By Susan Katz Miller, author of Being Both: Embracing Two Religions in One Interfaith Family (Beacon Press, October 2014.)
Arriving at college, students plunge into interfaith and intercultural engagement, tagging along with new friends to mass or Hillel or a Holi celebration. Sometimes these friendships transcend invisible boundaries to become deeper interfaith relationships. And sometimes, whether or not institutions and family approve, those relationships include dating, and love.
And so it was that last fall, a Muslim student dating a Christian went to a college chaplain for guidance. The chaplain realized that she had no real training in pastoral counseling for interfaith relationships. So she invited me to campus for a Brown Bag on interfaith dating, and an evening conversation on interfaith families. In an extraordinary collaboration, the campus Hillel (Jewish students), Newman Association (Catholic students), Muslim Students Association, religious studies department, and library all co-sponsored the visit.

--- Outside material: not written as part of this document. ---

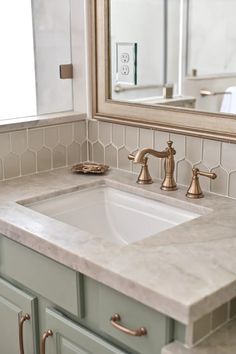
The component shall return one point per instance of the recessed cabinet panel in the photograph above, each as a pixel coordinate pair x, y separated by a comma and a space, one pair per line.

When I arrived, the chaplain apologized in advance for what she thought could be a meager turnout, explaining that this was a busy moment in the academic calendar, and that students don’t always show up for Brown Bags, even with the lure of pizza. She also told me that the idea of inviting an interfaith child who raised interfaith children with interfaith education had provoked lively debate on the religious student group listservs. By the time she introduced me, the chapel was packed with Protestant, Muslim, Jewish, Catholic, secular humanist, and interfaith students and faculty. The next hour flew by, as student after student stood up to tell their own interfaith family or interfaith relationship stories.
As I criss-crossed the country this year, speaking about Being Both: Embracing Two Religions in One Interfaith Family, my goal has been to create safe spaces for students to process their interfaith relationships and complex religious identities: to enable them to ask questions they might not feel comfortable asking either in a secular setting, or in a setting dominated by one religion. This generation exemplifies the spiritual flux and flow of the 21st century, and they are more comfortable with religious ambiguity and border-crossing than either their parents or their clergy. Many current students are interfaith children themselves, or part of the “spiritual but not religious,” or they are constructing kaleidoscopic religious identities through their own explorations. They are busting false religious binaries: atheist-or-religious, Jewish-or-Buddhist, Pagan-or-Monotheist. They discern the parallels between the complexity of religious identity, and the complexity of race, culture, ethnicity, gender, and sexual orientation.
In Being Both, I feature the voices of college students from interfaith families who were raised claiming both family religions. Moving forward, students are going to feel less inclined to check off one identity box, or claim a singular identity label. They will not be reduced, pigeon-holed, easily quantified. Instead, they revel in the ability to traverse and bridge and combine: to construct new identity narratives. And they stand up for the idea that rich and complex interfaith engagement will help to counter intolerance and misunderstanding, and create new paths to peace.
Susan Katz Miller is a former reporter for Newsweek and New Scientist. She lives with her interfaith family outside Washington, D.C.